All eleven NuGet packages are versioned in lockstep at 10.0.0 (1 core + 10 satellites). Core and the satellites move together in release waves (ADR-0022 → 8.0.0, ADR-0023 → 9.0.0, ADR-0025 + ADR-0040..0064 → 10.0.0); WebReaper.Sqlite, added at 7.1.0, joined the lockstep from 8.0.0; WebReaper.AI, WebReaper.Mcp, WebReaper.Extraction.Attributes, and WebReaper.Extraction.Generators joined at 10.0.0 (the AI-native wave).
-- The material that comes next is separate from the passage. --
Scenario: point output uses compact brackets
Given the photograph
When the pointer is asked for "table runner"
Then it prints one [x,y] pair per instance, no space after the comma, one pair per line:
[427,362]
All packages are MIT-licensed (ADR-0017; relicensed from GPL-3.0-or-later in the 10.0.0 wave), and every satellite wires itself in through the builder's public registration seam. WebReaper.Cli (ADR-0043, the AOT single-binary agent surface) is not a NuGet package in 10.0.0 — build from source per Quick start.

Package	Add it for	Key builder calls
WebReaper	Core. HTTP crawl/parse, in-memory + file scheduler / visited-link tracker / cookie & config storage, Console / CSV / JSON-Lines sinks. Dependency-light, Native-AOT-ready, Newtonsoft-free.	`Crawl` `Extract` `Follow` `Paginate` `WriteToJsonFile` `WriteToCsvFile` `WriteToConsole`
WebReaper.Puppeteer	Headless-browser loading of SPA / JavaScript pages	`.WithPuppeteerPageLoader()` + `CrawlWithBrowser` / `FollowWithBrowser` / `PaginateWithBrowser`
WebReaper.Mongo	MongoDB result sink and MongoDB-backed config / cookie storage	`.WriteToMongoDb(...)` `.WithMongoDbConfigStorage(...)` `.WithMongoDbCookieStorage(...)`
WebReaper.Redis	Redis scheduler, visited-link tracker, result sink, config / cookie storage	`.WithRedisScheduler(...)` `.TrackVisitedLinksInRedis(...)` `.WriteToRedis(...)` `.WithRedisConfigStorage(...)` `.WithRedisCookieStorage(...)`
WebReaper.AzureServiceBus	Distributed scheduler over an Azure Service Bus queue	`.WithAzureServiceBusScheduler(...)`
WebReaper.Cosmos	Azure Cosmos DB result sink	`.WriteToCosmosDb(...)`
WebReaper.Sqlite	Local durable scheduler & visited-link tracker on an embedded SQLite store — resume is a query, no position file. Opt-in robust-local tier (no server, unlike Redis).	`.WithSqliteScheduler(...)` `.TrackVisitedLinksInSqlite(...)`
WebReaper.AI	LLM content extraction over `Microsoft.Extensions.AI` (ADR-0044) — fallback after the deterministic fold (ADR-0046 router) or self-healing selectors (ADR-0047). Bring your own `IChatClient` (OpenAI, Anthropic, Ollama, …).	`.WithLlmFallback(chatClient)` `.WithLlmSelfHealing(chatClient)` `.WithLlmExtractor(chatClient)`
WebReaper.Extraction.Attributes	The `[ScrapeSchema]` / `[ScrapeField]` marker types — depend on these from POCOs that the source generator should pick up. Standalone, no runtime cost.	`[ScrapeSchema]` `[ScrapeField("selector")]`
WebReaper.Extraction.Generators	Roslyn source generator that emits `static Schema` + reflection-free `static Materialize(JsonObject)` for a `[ScrapeSchema] partial class` (ADR-0045). `DevelopmentDependency=true` — does not propagate at runtime.	— (compile-time only)
WebReaper.Mcp	MCP server `Exe` that exposes scrape / map / extract as MCP tools over stdio (ADR-0049) — interop adapter for MCP-only clients (Cursor, Claude Desktop, Copilot Studio).	— (the package is the executable)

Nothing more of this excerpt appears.